So now that the dust of the convention has settled, I’ve had a good deal of time to assess my behavior regarding the Romani and my conduct during the convention. I’ve read many of the links that were sent my way and really thought about what I witnessed two decades ago back in Bucharest. And I’ve been assessing my actions during the panel that lead to all this.
After all that, I have to conclude that I’m ashamed of myself.

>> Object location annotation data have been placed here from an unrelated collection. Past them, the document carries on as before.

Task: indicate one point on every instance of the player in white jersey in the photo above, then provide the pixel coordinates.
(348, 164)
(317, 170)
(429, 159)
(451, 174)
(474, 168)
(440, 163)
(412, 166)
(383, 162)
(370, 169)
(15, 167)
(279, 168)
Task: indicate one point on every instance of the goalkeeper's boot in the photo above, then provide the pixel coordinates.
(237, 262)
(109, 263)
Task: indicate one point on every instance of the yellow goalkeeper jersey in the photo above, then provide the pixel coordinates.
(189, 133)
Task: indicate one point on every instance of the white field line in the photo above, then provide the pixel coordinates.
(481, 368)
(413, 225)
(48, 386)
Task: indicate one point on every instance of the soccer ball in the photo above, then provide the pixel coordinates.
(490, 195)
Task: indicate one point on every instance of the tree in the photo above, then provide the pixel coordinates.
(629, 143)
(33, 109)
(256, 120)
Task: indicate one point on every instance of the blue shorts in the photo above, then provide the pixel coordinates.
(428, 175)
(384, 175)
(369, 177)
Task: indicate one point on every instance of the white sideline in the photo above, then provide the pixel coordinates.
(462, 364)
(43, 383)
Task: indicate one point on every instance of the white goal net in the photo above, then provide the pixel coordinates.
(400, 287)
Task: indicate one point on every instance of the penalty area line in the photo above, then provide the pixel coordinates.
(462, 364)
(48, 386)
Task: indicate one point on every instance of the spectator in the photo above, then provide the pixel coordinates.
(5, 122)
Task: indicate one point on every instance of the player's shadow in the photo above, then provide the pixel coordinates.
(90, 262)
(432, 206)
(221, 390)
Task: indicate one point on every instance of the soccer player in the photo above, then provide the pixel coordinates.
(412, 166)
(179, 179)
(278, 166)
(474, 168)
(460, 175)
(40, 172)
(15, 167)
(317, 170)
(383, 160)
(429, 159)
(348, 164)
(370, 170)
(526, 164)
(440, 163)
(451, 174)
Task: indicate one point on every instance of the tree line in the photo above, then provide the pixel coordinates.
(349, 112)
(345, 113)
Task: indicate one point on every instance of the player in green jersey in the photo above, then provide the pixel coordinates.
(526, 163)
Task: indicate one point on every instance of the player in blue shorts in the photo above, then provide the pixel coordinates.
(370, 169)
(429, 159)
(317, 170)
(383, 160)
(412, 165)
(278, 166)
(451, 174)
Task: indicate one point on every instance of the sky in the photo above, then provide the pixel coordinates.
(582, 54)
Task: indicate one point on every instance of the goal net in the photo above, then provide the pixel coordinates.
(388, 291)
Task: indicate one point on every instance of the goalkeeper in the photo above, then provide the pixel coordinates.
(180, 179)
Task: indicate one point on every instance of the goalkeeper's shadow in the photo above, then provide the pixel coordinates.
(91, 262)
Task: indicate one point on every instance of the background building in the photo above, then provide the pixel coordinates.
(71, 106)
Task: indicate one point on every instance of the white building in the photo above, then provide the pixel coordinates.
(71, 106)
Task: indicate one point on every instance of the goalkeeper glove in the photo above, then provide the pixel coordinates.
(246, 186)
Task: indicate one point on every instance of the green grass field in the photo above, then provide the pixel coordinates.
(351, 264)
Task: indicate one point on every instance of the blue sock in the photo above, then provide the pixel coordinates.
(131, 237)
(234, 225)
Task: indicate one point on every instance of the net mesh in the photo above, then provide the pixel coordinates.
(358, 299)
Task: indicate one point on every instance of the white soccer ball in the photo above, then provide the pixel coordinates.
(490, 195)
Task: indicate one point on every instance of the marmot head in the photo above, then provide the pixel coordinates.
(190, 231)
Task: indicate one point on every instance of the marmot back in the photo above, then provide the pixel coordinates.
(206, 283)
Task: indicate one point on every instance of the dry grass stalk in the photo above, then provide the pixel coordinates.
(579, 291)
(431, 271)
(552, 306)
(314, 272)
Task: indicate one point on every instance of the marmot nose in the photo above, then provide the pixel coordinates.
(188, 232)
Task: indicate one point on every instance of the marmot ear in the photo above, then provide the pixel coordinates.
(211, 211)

I want you to understand: when the Romani rep tried to shift the focus of the panel from gays and lesbians to the Romani, suddenly I was twenty years younger and the trauma of what I saw and what I was told slammed back through me. What screamed through my mind was, “Why should I give a damn about the Romani considering that the Bucharest Romani are crippling their children?” And I unleashed that anger upon the questioner, for no reason. None. There is no excuse.
But the more I’ve read, the more convinced I’ve become that what I saw was indeed examples, not of children crippled by parents, but children suffering from a genetic disorder. The pictures are simply too identical. I cannot come to any other reasonable conclusion.

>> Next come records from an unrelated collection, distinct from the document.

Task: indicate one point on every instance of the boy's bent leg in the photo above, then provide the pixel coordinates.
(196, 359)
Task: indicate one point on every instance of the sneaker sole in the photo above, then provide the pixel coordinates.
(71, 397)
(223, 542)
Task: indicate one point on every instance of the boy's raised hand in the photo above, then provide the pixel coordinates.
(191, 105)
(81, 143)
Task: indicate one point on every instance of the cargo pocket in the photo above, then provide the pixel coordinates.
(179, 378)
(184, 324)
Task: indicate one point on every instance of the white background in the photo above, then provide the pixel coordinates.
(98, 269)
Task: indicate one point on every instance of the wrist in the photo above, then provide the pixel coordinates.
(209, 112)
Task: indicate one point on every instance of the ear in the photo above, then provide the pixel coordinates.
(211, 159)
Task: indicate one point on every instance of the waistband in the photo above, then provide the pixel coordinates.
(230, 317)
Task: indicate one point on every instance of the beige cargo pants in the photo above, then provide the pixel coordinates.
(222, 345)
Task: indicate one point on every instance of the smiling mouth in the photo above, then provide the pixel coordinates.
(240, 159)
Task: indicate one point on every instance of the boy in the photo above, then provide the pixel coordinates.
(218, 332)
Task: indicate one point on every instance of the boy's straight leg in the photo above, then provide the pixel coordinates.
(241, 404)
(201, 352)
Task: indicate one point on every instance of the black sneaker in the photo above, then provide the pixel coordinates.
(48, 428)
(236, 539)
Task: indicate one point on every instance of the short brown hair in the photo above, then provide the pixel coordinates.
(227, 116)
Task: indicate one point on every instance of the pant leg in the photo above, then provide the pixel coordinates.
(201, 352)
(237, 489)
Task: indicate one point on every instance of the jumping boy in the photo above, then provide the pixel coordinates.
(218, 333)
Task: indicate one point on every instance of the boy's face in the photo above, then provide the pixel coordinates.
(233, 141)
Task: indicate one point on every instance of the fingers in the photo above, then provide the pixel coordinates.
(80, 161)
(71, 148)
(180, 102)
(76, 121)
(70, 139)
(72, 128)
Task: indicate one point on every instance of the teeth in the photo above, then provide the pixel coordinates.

And I’ve wracked my memory, but the more I do, the more I come up empty on recalling any examples of children with busted elbows or gouged eyes, even though my guide assured me that was the case. And of course Wikipedia didn’t exist two decades ago for me to check through his claims.
Did my guide lie to me? I don’t think so. Why would he? I think he genuinely believed it. I have no doubt he asked the same questions of his parents and they told him what they believed, what they were told, going back generations, because the Romani have been biased against for centuries.